Unraveling atomic-scale origins of interfacial properties in CsPbBr3/M2O5 (M = Nb, Ta) heterojunctions: a combined first-principles and experimental approach

Abstract

We study the interface properties of CsPbBr₃/Nb₂O₅ and CsPbBr₃/Ta₂O₅ heterojunctions for structural, electronic, and optical characteristics. First-principles calculations were performed to analyze interfacial binding energy, electronic local function (ELF), charge density difference, and electrostatic potential. Four interface configurations were constructed based on CsPbBr₃ (100) and M₂O₅ (001) terminations, revealing that the PbBr/TaO interface exhibits the highest binding energy (0.0073 eV Å⁻²), indicating superior stability.
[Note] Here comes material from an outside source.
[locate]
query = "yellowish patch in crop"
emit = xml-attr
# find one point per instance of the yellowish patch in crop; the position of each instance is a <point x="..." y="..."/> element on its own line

Charge transfer calculations demonstrate electron migration from CsPbBr₃ to M₂O₅, forming an internal electric field that promotes charge separation. ELF and charge density difference maps highlight strong covalent interactions at the interfaces, particularly in the PbBr/TaO interface. Experimental characterization via XRD, SEM, TEM and XPS confirms successful heterojunction formation with preserved crystallinity. These findings provide theoretical and experimental insights into optimizing M₂O₅-based electron transport layers to enhance PSC efficiency and stability.